“The greatest benefit of using Sift Science is not having to ever worry about fraud again. If you integrate properly and train the system to adapt to your unique circumstances, the word ‘fraud’ disappears from your business altogether.”
Adam ljaz, CEO
Ecommerce company offering custom electronics wraps
Toronto-based with customers worldwide
Chargeback rate of 2.18% from stolen credit cards
4 customer service reps had to become fraud management experts
Automation with Sift Science, resulting in zero full-time fraud managers
Easy integration and API documentation
Saved $250,000+ and recovered ~ 2% in gross revenue
Chargeback rate dropped from 2.18% to 0.12%
As dbrand works to meet the desires of modern consumers, the company offers shoppers the opportunity to personalize their countless gadgets with unique, customizable, and precision-fitted vinyl wraps. With all of their products developed and manufactured in Toronto, dbrand’s distinctive and industry-changing virtual skin building interface puts the creative power in the hands of consumers. On top of the e-commerce offering, dbrand’s customers are treated to thorough and thoughtful care, with every electronic device’s product accompanied by a high-production-value tutorial video. With an agile team, dbrand’s focus is on creating excellent customer experiences.

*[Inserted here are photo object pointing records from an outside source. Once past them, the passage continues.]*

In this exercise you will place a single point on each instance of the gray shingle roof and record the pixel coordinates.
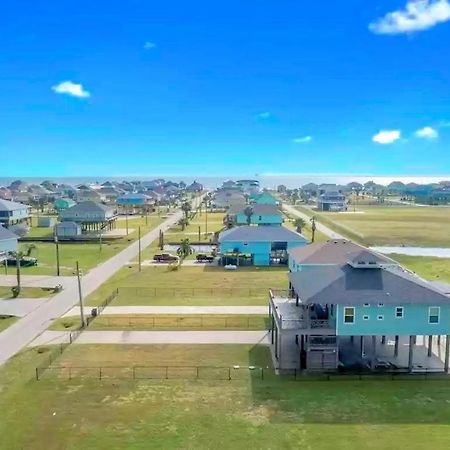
(6, 205)
(6, 235)
(335, 251)
(260, 234)
(345, 285)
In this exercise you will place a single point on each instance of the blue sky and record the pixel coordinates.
(136, 87)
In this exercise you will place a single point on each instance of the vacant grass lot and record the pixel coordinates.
(433, 269)
(201, 286)
(197, 414)
(89, 255)
(160, 322)
(409, 226)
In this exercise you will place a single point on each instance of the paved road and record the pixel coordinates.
(44, 281)
(20, 307)
(26, 329)
(320, 227)
(178, 310)
(155, 337)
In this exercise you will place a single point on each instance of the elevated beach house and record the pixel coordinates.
(12, 213)
(259, 246)
(91, 216)
(348, 308)
(254, 214)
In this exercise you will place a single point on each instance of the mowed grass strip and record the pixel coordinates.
(188, 413)
(409, 226)
(162, 322)
(196, 286)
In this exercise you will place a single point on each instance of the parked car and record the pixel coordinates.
(26, 261)
(205, 258)
(165, 257)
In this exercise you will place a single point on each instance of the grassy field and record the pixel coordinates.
(201, 286)
(26, 292)
(161, 322)
(200, 414)
(89, 255)
(409, 226)
(433, 269)
(5, 322)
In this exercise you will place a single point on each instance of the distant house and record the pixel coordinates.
(351, 308)
(225, 199)
(261, 215)
(8, 241)
(248, 186)
(12, 213)
(195, 187)
(90, 215)
(68, 229)
(331, 201)
(61, 204)
(263, 198)
(259, 246)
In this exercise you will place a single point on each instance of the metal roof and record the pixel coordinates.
(262, 233)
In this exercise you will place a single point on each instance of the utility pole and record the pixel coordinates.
(80, 295)
(55, 236)
(139, 240)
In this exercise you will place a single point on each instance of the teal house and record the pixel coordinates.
(259, 246)
(347, 308)
(263, 198)
(260, 215)
(61, 204)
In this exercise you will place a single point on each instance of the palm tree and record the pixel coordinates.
(248, 211)
(186, 208)
(185, 248)
(183, 222)
(299, 224)
(313, 228)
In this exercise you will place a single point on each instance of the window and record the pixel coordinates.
(349, 315)
(433, 314)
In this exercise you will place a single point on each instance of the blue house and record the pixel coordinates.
(260, 215)
(263, 198)
(12, 213)
(355, 309)
(8, 241)
(259, 246)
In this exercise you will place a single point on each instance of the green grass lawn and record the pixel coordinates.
(161, 322)
(409, 226)
(433, 269)
(89, 255)
(201, 286)
(5, 322)
(26, 292)
(200, 414)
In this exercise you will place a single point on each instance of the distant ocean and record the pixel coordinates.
(266, 180)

As the leader in the custom skin market, dbrand’s business is growing rapidly. Currently, 3.4x larger than their closest competitor and reaching an ever-wider audience, dbrand saw fraudsters creeping onto the site as sales increased. The overwhelming majority of the fraud that dbrand experienced was bad users purchasing goods using stolen credit cards. The resulting chargebacks were costly, not only due to the high-quality product that was lost, the sale that was refunded, or the bank-levied chargeback fees, but also the hours of manual review and headaches that the fraud caused. Even as their chargeback rate reached a high of 2.18% in a single month and 4 customer service employees became dedicated fraud management experts, fraudsters continued to slip past their defenses. To mitigate the impact of fraud on their bottom line and brand, dbrand sought a smarter and more scalable solution.

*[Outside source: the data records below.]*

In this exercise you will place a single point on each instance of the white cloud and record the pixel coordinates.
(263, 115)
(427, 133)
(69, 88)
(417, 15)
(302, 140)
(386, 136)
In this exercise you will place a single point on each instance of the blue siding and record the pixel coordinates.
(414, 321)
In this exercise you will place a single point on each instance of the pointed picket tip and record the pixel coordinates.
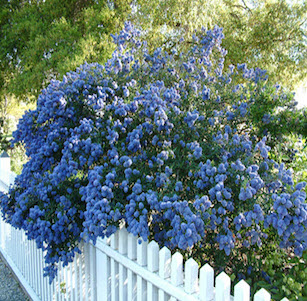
(222, 290)
(114, 240)
(165, 256)
(123, 241)
(141, 251)
(242, 291)
(262, 295)
(206, 283)
(132, 244)
(177, 269)
(191, 276)
(153, 256)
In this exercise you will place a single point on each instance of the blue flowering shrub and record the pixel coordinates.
(165, 143)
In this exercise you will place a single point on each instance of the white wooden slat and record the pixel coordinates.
(103, 274)
(86, 271)
(75, 278)
(81, 271)
(93, 272)
(132, 254)
(153, 266)
(36, 271)
(114, 269)
(165, 259)
(262, 295)
(41, 280)
(191, 276)
(122, 249)
(222, 287)
(177, 292)
(242, 291)
(142, 261)
(176, 271)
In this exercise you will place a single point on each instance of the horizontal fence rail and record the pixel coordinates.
(122, 267)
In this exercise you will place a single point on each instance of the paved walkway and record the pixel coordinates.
(10, 289)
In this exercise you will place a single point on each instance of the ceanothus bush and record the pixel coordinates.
(162, 141)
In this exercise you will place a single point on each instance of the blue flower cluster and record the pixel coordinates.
(160, 142)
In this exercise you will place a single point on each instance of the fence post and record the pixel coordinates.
(5, 168)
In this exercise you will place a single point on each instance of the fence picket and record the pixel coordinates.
(132, 244)
(222, 289)
(164, 270)
(114, 269)
(206, 285)
(262, 295)
(191, 276)
(153, 266)
(242, 291)
(176, 271)
(142, 261)
(122, 249)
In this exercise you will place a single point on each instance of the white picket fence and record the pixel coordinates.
(119, 268)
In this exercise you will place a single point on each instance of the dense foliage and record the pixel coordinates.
(166, 143)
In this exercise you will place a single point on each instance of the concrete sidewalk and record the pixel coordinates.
(10, 289)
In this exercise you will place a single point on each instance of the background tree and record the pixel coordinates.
(41, 40)
(268, 34)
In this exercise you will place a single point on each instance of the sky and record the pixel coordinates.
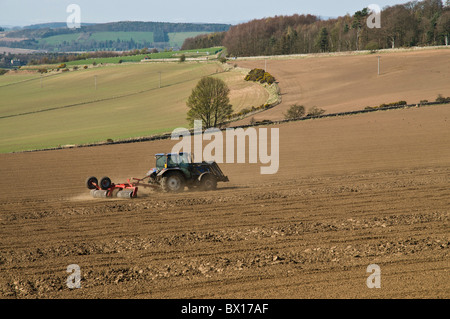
(27, 12)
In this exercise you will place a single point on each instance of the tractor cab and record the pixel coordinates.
(180, 160)
(174, 171)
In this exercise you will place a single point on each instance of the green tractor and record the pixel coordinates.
(174, 172)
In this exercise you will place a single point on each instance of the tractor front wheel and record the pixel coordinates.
(208, 183)
(173, 183)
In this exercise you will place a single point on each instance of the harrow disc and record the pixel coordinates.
(125, 194)
(99, 193)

With Sift Science, every aspect of our fraud workflow is automated. Fraud gets cut off right at the source.
After researching fraud management solutions, dbrand CEO Adam Ijaz was disappointed to find that many required ongoing manual review and hand-holding. In search of a vendor that could reduce their workload by growing efficiency, Adam discovered Sift Science, drawn by the product’s machine learning and automation features. Full integration took a week, and was extremely simple with Sift Science’s easy API and extensive documentation. With just one month of training, dbrand’s custom machine learning algorithms were catching fraud unique to the business, identifying returning and new fraudsters alike.

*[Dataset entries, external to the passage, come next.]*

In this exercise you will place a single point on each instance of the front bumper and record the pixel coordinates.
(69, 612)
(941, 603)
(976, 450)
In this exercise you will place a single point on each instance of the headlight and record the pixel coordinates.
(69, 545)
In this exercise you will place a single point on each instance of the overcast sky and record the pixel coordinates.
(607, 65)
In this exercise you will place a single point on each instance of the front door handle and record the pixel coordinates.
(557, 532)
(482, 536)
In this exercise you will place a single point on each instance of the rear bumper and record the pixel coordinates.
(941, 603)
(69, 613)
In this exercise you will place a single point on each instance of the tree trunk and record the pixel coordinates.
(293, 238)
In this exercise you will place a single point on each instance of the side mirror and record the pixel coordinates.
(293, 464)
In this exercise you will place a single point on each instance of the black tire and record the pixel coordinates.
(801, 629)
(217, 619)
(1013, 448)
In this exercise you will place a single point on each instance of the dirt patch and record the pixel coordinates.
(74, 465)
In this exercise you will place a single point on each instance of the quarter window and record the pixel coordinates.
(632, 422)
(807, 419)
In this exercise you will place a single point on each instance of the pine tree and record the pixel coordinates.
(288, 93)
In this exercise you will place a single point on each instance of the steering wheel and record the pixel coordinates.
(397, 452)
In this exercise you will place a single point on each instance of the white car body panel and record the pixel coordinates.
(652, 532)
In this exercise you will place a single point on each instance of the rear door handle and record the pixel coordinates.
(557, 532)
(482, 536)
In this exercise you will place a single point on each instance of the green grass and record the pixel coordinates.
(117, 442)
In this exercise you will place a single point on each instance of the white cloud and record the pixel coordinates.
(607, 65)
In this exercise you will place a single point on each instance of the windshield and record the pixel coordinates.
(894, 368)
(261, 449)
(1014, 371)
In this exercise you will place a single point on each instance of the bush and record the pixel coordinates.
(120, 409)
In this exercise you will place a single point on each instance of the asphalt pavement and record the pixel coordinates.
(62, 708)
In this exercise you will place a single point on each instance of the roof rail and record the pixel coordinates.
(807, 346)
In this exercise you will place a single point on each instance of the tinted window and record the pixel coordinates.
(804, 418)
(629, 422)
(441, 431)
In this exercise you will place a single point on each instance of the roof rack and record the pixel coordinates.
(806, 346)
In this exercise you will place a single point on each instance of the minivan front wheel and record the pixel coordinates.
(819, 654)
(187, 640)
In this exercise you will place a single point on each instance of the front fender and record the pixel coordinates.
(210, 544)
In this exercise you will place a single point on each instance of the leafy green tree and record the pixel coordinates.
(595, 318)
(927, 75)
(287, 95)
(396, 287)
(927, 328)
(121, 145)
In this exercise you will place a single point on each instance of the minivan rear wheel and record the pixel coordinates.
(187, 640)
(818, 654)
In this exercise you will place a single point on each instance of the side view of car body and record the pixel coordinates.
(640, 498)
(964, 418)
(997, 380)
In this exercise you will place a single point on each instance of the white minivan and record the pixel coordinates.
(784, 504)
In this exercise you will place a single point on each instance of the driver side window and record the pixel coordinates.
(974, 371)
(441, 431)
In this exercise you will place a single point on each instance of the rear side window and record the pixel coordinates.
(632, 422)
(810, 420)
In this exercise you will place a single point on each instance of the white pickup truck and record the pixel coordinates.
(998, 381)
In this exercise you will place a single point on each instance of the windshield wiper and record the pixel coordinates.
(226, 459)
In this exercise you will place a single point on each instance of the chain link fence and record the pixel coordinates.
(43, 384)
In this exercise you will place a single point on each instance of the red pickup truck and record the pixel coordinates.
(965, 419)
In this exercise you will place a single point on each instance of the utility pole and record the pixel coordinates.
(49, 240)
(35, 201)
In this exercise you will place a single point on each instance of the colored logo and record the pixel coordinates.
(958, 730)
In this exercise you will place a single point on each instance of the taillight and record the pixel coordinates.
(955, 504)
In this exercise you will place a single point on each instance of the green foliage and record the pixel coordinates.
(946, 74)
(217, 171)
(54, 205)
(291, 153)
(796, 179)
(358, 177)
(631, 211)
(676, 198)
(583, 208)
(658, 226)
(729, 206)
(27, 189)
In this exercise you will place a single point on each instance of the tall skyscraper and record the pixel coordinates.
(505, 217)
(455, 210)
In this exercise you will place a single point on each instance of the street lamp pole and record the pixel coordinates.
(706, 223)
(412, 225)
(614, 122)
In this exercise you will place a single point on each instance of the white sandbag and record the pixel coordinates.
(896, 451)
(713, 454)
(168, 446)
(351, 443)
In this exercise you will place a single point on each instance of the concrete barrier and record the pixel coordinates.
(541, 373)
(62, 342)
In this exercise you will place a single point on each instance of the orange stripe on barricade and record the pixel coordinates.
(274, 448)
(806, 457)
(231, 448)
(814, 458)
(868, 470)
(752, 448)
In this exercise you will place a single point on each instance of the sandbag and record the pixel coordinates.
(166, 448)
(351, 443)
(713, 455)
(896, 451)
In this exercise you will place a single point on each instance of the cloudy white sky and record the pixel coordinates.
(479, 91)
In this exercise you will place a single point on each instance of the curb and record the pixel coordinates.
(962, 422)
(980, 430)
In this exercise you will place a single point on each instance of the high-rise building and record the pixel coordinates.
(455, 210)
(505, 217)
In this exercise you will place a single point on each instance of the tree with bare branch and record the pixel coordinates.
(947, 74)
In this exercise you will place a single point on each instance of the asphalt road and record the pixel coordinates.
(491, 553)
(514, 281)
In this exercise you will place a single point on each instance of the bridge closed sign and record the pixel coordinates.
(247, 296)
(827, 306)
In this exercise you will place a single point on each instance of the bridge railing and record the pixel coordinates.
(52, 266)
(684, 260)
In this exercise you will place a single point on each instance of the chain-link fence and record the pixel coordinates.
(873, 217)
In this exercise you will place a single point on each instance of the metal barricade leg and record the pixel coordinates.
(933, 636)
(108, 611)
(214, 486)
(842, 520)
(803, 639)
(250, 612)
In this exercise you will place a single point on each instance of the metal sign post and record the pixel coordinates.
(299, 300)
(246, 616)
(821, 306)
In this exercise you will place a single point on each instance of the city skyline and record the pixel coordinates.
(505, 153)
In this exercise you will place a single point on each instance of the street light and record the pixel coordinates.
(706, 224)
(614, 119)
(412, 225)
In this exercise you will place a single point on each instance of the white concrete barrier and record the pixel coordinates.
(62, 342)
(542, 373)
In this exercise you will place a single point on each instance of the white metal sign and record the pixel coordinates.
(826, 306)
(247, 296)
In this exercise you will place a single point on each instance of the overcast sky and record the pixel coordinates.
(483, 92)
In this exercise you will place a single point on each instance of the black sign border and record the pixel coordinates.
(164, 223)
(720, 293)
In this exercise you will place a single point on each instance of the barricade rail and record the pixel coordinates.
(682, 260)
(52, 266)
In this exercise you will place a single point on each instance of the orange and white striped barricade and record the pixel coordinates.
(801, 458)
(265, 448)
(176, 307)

Simply put, Sift Science saves you the hassle of chargebacks, combats stolen credit card purchases with ease, and - once the machine-learning system has been trained - does it all automatically.
Adam’s team saw accurate and actionable results within 3 months of integrating with Sift Science. By using Sift Scores and the features that support automating fraud review within dbrand’s existing order management system, the team saved 200 hours a month in fraud investigation. Now, dbrand dedicates just 1 hour every month to fraud management, reviewing the system parameters and ensuring that results remain accurate. The fraud management team has since returned to their customer service roles, and zero people deal with fraud full-time; their system is so accurate that it’s in large part fully automated. By catching fraudsters early and identifying suspicious users before any product is lost, dbrand recovered about 2% in gross revenue and has saved well over a quarter million dollars in chargebacks and their associated costs.
The API was fantastic and very well documented. The web interface is always seeing improvements and has a clean, responsive design.